Тетива лука натянута; я встречаюсь взглядом с Гашпаром. И если прежде моя любовь сковывала меня, заставляя барахтаться в безнадёжной слабости – теперь она облачает меня в железный доспех. Нандор оставляет на шее брата кровавую полосу, и его язык изгибается в зарождающейся форме очередной молитвы.
Эта сила была у меня всегда, я заслужила её, и её было не отнять у меня ни одному капризному божеству. Дерево шероховатое под ладонью, оперение стрелы задевает щёку. Неважно, чьи сказания поют в моей крови.
Я позволяю пальцам соскользнуть с тетивы. Моя стрела летит, рассекая воздух быстро, как взмах крыла, и вонзается в горло Нандора.
Он кашляет. Задыхается. Кровь набухает на его губах, пузырится вместо молитвы. Отпустив Гашпара, он падает на колени, хватаясь за собственную шею, когда в ране собирается кровь. Гашпар, спотыкаясь, приближается ко мне, и мы оба наблюдаем, как Нандор испускает последние бессловесные вздохи. Ярко-рубиновые капли окаймляют его ключицу, словно сосульки на карнизе. Я вспоминаю ощипанного сокола, жалобно кричащего, хлопающего крыльями, когда он умирал в своей золочёной клетке, и мне приятно осознавать, что Нандор не получит достойную возможность сказать последнее слово.
Когда Нандор наконец падает, его глаза затуманены, как два осколка морского стекла, а рот и подбородок окрашены красно-чёрной кровью.
Плечи Гашпара вздымаются и опускаются в тишине, а я кладу лук на землю. Он начинает что-то говорить, но я хватаю его за ворот шаубе, и он замолкает.
– Не надо, – прошу я. – Король не должен начинать своё правление с очернённой совестью. Моя душа вполне довольна тем, что несёт это бремя вместо него.
Он испускает вдох, похожий на смех, хотя в этом звуке есть своеобразная скорбь. Во мне тоже нарастает ощущение чего-то утраченного. Туманное будущее откуда-то из мечты, где он пишет стихи в уединённой безопасности своего отшельнического скита в Фолькстате, а я – либо его судомойка, либо его невеста.
– Если ради кого-то я и обреку на гибель свою душу, – говорит Гашпар, – то только ради тебя.
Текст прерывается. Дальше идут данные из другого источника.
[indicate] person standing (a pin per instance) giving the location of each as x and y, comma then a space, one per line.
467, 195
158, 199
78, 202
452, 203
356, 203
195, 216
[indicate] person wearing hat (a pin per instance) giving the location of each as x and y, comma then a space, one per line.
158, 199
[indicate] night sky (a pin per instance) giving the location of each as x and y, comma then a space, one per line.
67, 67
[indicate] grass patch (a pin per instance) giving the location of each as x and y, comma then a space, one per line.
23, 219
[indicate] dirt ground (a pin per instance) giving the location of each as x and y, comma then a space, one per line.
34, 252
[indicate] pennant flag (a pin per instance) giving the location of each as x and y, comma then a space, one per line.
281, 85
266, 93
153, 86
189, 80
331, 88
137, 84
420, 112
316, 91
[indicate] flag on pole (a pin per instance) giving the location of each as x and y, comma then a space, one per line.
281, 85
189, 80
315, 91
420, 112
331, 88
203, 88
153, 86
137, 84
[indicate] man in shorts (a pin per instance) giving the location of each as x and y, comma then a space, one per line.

Эхом вторю его смеху, и он нежно целует меня в губы. Через мгновение двор наполняется выжившими – хромающими Охотниками и ранеными волчицами, а также любопытными крестьянами, которые осмелились заглянуть через развалины. Когда-нибудь архивариус поставит книгу об осаде Кирай Сека на полку дворцовой библиотеки, и в ней будут задокументированы потерянные жизни, завоёванные земли, подписанные договоры и перерисованные карты. Но в том фолианте ничего не будет сказано об этом: как волчица и Охотник обнимают друг друга на пропитанных кровью руинах сражения, и облака над ними расходятся, выпуская выпотрошенный свет.
Эпилог
В лесу сегодня неспокойно – посмеиваются вязы, тихо, заунывно ропочут ивы, и, конечно, тревожно перешёптываются наши трусливые тополя. Я пробираюсь через рощу, стараясь не споткнуться о бугристые сплетения их корней, и кладу руку на ствол дуба, чтобы ощутить его сердцебиение. Моё собственное сердце трепещет, словно готово вот-вот выпрыгнуть.
Вернувшись в Кехси, я вижу длинные столы, выдвинутые наружу, накрытые красными скатертями, заваленные корнеплодами и картошкой размером с кулак. Там лежит и съедобная гирлянда из сырой моркови и жемчужного лука, а запах гуляша поднимается, словно клубы дыма. Наклоняюсь над котлом, в котором кипят листья щавеля и варёные яйца, и прислушиваюсь к шипению горячего теста. Уксусный запах маринованной капусты приводит меня к хижине Вираг, где она устроила собрание у своего очага, на котором присутствуют почти все дети селения.